Foreign and Domestic View of the Catholic Question is a political pamphlet by Henry Gally Knight, the English antiquary, architectural historian, and Member of Parliament who lived from 1786 to 1846. Knight is now better remembered for his architectural writings, particularly his work on the development of Christian and Islamic architecture in the Mediterranean countries, but he was substantially involved in British political life during the years leading up to the Catholic Emancipation Act of 1829.
The Catholic Question refers to the long British political debate about the legal disabilities that the English Penal Laws had imposed on Roman Catholics since the late seventeenth century. Catholics in England, Wales, Scotland, and Ireland were excluded from voting in parliamentary elections, from sitting in Parliament, from holding most public offices, from various forms of military service above certain ranks, and from various other rights that Protestant British subjects took for granted. The various Penal Laws had been gradually relaxed across the late eighteenth and early nineteenth centuries, with full Catholic emancipation finally arriving in 1829 under the Wellington government following substantial political pressure from Daniel O’Connell and the Irish Catholic Association.
Knight’s pamphlet contributed to the substantial pamphlet literature that the Catholic question generated during the decades when it dominated British political debate. The foreign and domestic view of the title suggests that Knight is taking up the question both in terms of the British internal political situation and in terms of the broader European context within which British Catholic policy was being conducted. The major European Catholic powers were watching British Catholic policy with substantial attention, and the international dimension of the question was one of the substantive arguments that emancipation advocates and opponents both engaged with.
Knight himself was a moderate political figure who served as a Whig and then as a Liberal MP for various constituencies across his career.

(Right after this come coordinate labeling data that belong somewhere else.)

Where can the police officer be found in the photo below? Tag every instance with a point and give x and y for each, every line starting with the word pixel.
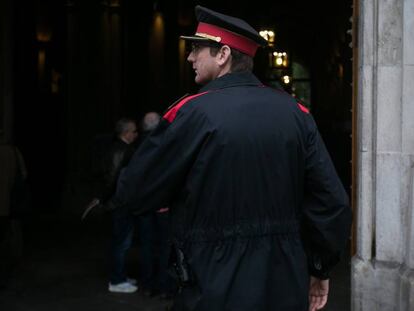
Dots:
pixel 259 216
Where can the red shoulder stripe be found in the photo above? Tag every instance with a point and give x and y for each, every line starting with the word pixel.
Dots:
pixel 303 108
pixel 172 113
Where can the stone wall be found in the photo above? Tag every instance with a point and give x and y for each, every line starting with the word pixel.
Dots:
pixel 382 269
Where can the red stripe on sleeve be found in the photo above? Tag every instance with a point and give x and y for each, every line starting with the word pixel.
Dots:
pixel 303 108
pixel 172 113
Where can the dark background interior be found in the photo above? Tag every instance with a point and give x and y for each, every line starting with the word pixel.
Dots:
pixel 80 65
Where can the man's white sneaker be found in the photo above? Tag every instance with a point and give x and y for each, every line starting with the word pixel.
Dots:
pixel 124 287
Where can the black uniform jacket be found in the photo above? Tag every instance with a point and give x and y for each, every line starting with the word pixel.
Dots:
pixel 255 201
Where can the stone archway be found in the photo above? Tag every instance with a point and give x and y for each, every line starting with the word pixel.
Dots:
pixel 382 267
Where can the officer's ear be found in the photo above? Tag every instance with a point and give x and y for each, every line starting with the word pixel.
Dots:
pixel 224 55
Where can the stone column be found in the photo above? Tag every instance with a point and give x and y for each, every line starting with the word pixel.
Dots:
pixel 382 269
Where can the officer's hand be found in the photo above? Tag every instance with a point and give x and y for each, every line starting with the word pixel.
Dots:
pixel 318 293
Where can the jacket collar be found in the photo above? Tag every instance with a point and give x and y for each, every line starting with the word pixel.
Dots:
pixel 231 80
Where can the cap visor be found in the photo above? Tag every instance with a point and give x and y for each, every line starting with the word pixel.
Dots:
pixel 194 38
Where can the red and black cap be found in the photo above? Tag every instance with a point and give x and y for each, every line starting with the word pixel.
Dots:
pixel 226 30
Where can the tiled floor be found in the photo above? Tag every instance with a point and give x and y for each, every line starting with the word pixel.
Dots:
pixel 64 269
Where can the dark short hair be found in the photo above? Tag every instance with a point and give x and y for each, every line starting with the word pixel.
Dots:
pixel 121 125
pixel 240 61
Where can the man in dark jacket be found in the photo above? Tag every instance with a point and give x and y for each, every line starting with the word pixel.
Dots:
pixel 115 159
pixel 259 216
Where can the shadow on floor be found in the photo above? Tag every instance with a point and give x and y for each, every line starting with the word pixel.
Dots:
pixel 63 268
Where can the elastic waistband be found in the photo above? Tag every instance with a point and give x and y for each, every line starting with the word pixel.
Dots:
pixel 240 230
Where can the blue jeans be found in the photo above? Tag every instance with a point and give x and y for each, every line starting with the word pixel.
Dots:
pixel 122 233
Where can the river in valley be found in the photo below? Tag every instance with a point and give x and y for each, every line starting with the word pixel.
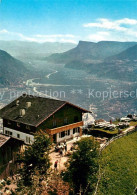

His position on Catholic emancipation was broadly sympathetic, in line with the substantial majority of educated English liberal opinion that increasingly recognised the Penal Laws as anachronistic and counterproductive in the British political situation of the early nineteenth century.
The pamphlet is mostly of interest now to historians of early nineteenth century British political and religious history, particularly to those working on the long road to Catholic emancipation in 1829. It pairs naturally with the substantial broader pamphlet literature of the period.